2Measurement precision
If multiple spectrometer-specific master data sets are collected, then model precision is maintained for each device, but deployment costs increase
Solution Approach 1:
The patent creates a single updated spectroscopic model that can be universally deployed across multiple spectrometers without requiring individual spectrometer-specific master data sets. This universal model maintains precision across different devices by incorporating diverse data from the master data set, thereby reducing deployment complexity and costs.
Solution Approach 2:
The approach segments the data collection requirement by using a shared master data set that represents multiple spectrometers' characteristics, rather than requiring complete data sets for each individual device. This segmentation reduces the overall data collection burden while maintaining individual device precision.
3Measurement precision
If cross-validation is performed with merged data sets, then model calibration accuracy improves, but computational time increases
Solution Approach 1:
The patent performs preliminary cross-validation analysis to determine the optimal number of principal components before final model training.

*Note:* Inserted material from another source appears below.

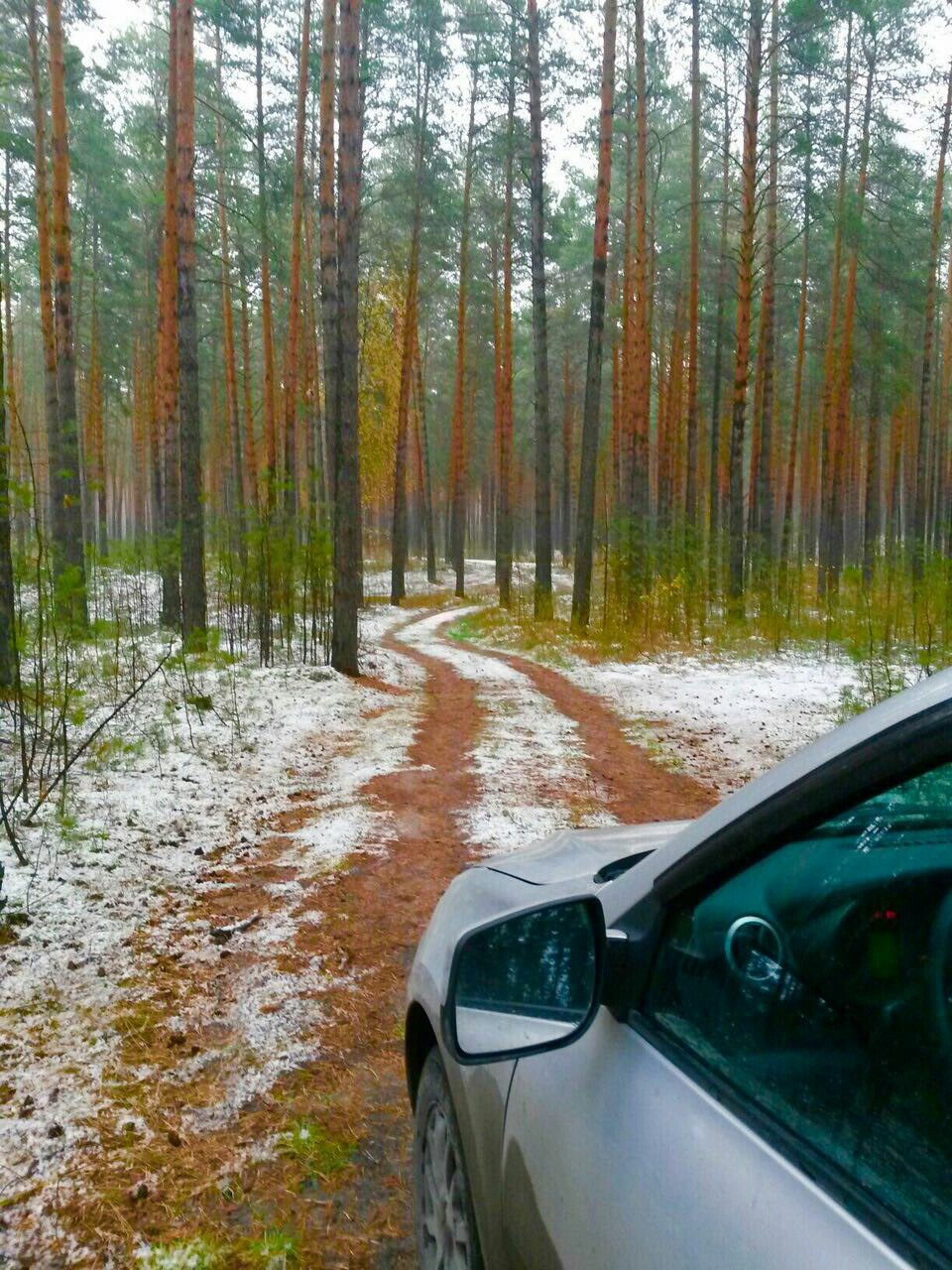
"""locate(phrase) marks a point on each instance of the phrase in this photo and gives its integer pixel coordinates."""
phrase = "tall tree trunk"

This preliminary action identifies the most informative data subsets and validation strategies, reducing the computational burden of subsequent full model training while maintaining calibration accuracy.
Data Source
AI summary
A device may receive a master data set for a first spectroscopic model; receive a target data set for a target population associated with the first spectroscopic model to update the first spectroscopic model; generate a training data set that includes the master data set and first data from the target data set; generate a validation data set that includes second data from the target data set and not the master data set; generate, using cross-validation and using the training data set and the validation data set, a second spectroscopic model that is an update of the first spectroscopic model; and provide the second spectroscopic model.